ERROR: AssertionError: x.indices == dx.indices
Stacktrace:
  [1] Duplicated
    @ ~/.julia/packages/EnzymeCore/jSKtE/src/EnzymeCore.jl:69 [inlined]
  [2] Duplicated
    @ ~/.julia/packages/EnzymeCore/jSKtE/src/EnzymeCore.jl:68 [inlined]
  [3] runtime_generic_fwd(activity::Type{…}, width::Val{…}, RT::Val{…}, f::typeof(getindex), df::Nothing, primal_1::SubArray{…}, shadow_1_1::SubArray{…}, primal_2::Colon, shadow_2_1::Nothing)
    @ Enzyme.Compiler ~/.julia/packages/Enzyme/TiboG/src/rules/jitrules.jl:135
  [4] Res!
    @ ~/src/snippets/chmy_ad/example_2_ForwardDiff.jl:51 [inlined]
  [5] Res!
    @ ~/src/snippets/chmy_ad/example_2_ForwardDiff.jl:0 [inlined]

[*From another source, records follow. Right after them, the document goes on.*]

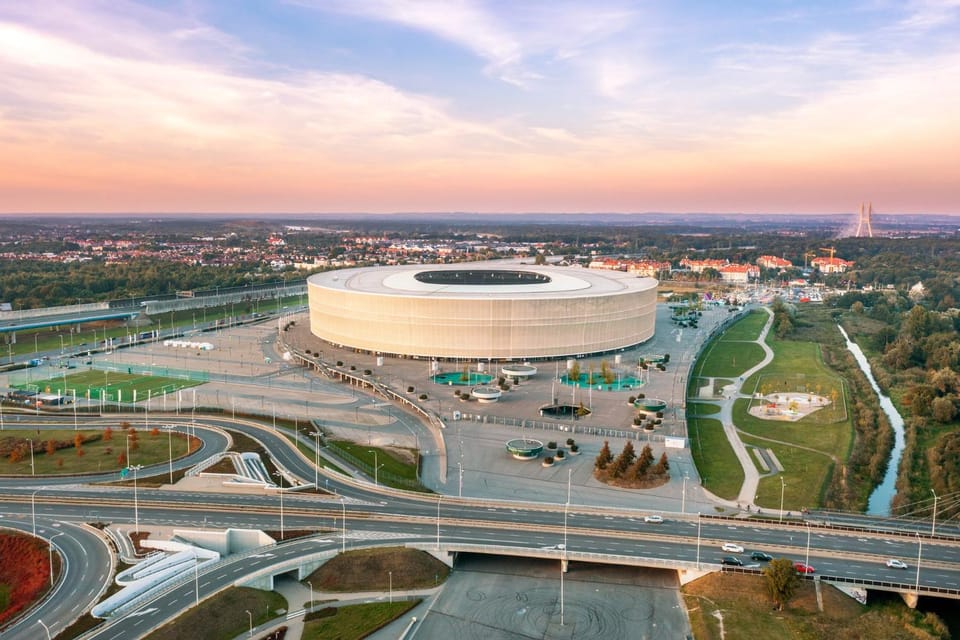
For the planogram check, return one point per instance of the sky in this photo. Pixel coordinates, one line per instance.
(340, 106)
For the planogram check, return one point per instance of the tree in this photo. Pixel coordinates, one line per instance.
(782, 581)
(605, 457)
(623, 461)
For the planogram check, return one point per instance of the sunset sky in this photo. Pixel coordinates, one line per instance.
(479, 106)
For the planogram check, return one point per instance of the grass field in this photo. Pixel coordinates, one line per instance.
(724, 605)
(719, 468)
(98, 453)
(113, 386)
(224, 616)
(353, 622)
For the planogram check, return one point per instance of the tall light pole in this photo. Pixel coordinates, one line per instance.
(683, 496)
(50, 554)
(933, 524)
(343, 539)
(376, 468)
(439, 498)
(698, 540)
(169, 429)
(33, 509)
(33, 469)
(919, 554)
(136, 507)
(280, 491)
(783, 486)
(316, 458)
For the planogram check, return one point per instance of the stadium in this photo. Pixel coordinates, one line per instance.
(482, 311)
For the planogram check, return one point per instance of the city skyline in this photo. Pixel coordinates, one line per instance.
(426, 105)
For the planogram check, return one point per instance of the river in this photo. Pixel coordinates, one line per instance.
(880, 499)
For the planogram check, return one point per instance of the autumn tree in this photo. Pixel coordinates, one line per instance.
(604, 458)
(623, 461)
(782, 581)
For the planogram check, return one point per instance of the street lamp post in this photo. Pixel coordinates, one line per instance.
(136, 507)
(439, 498)
(783, 486)
(933, 524)
(698, 540)
(169, 429)
(280, 491)
(919, 554)
(50, 554)
(316, 458)
(33, 509)
(343, 539)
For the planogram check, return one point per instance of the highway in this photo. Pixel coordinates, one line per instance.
(377, 513)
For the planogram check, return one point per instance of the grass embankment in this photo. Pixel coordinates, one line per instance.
(737, 606)
(224, 616)
(99, 450)
(24, 572)
(112, 385)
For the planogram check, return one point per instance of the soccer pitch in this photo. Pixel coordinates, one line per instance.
(110, 385)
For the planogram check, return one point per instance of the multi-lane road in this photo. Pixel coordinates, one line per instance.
(363, 511)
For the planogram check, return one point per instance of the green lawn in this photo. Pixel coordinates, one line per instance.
(353, 622)
(728, 359)
(98, 454)
(747, 328)
(224, 616)
(114, 385)
(719, 467)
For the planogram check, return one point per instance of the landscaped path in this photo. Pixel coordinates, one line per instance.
(751, 477)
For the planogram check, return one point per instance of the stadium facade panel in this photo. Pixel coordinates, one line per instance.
(482, 310)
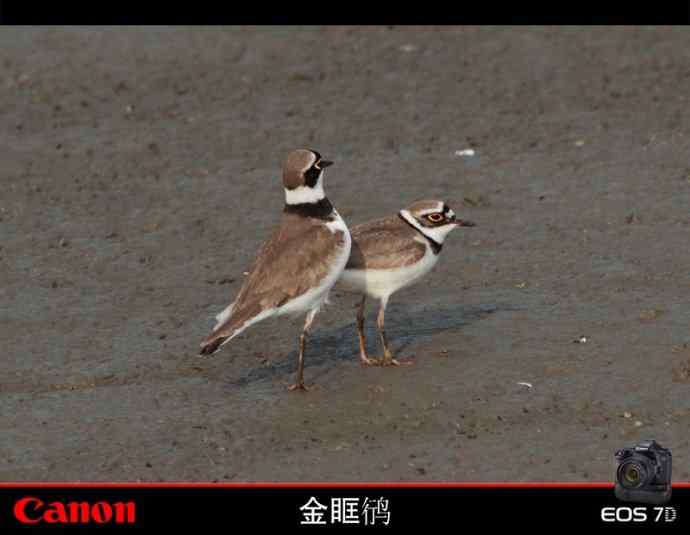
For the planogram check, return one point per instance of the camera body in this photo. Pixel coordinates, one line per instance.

  [6] fwddiffejulia_Res__19223_inner_1wrap
    @ ~/src/snippets/chmy_ad/example_2_ForwardDiff.jl:0
  [7] macro expansion
    @ ~/.julia/packages/Enzyme/TiboG/src/compiler.jl:7187 [inlined]
  [8] enzyme_call
    @ ~/.julia/packages/Enzyme/TiboG/src/compiler.jl:6794 [inlined]
  [9] ForwardModeThunk
    @ ~/.julia/packages/Enzyme/TiboG/src/compiler.jl:6674 [inlined]
 [10] autodiff
    @ ~/.julia/packages/Enzyme/TiboG/src/Enzyme.jl:437 [inlined]

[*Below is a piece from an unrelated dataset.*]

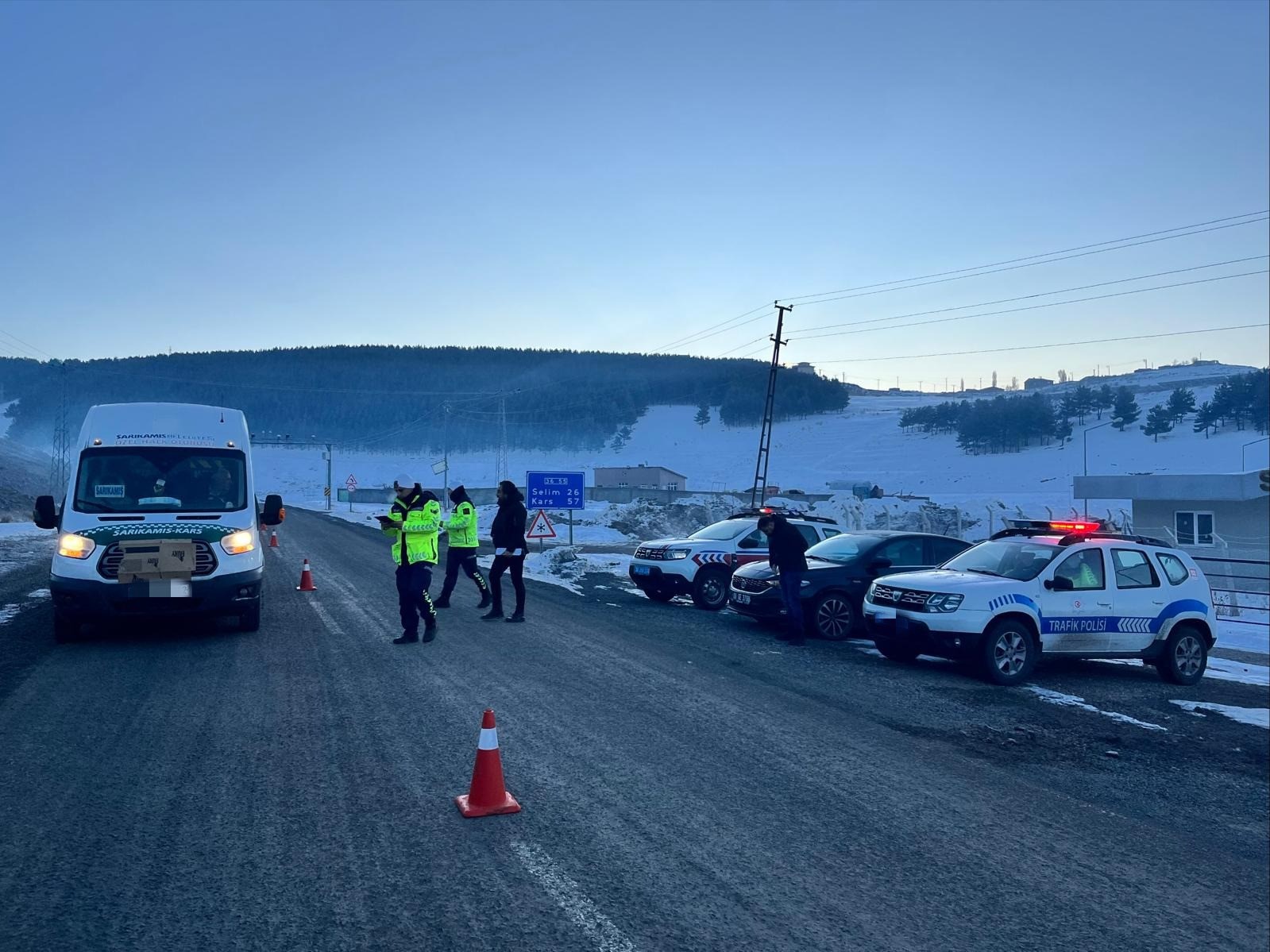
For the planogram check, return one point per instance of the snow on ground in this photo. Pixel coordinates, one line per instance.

 [11] autodiff(::ForwardMode{…}, ::typeof(Res!), ::Type{…}, ::Duplicated{…}, ::Duplicated{…}, ::Const{…}, ::Const{…}, ::Const{…}, ::Const{…}, ::Const{…})
    @ Enzyme ~/.julia/packages/Enzyme/TiboG/src/Enzyme.jl:332
 [12] top-level scope
    @ ~/src/snippets/chmy_ad/example_2_ForwardDiff.jl:103
Some type information was truncated. Use `show(err)` to see complete types.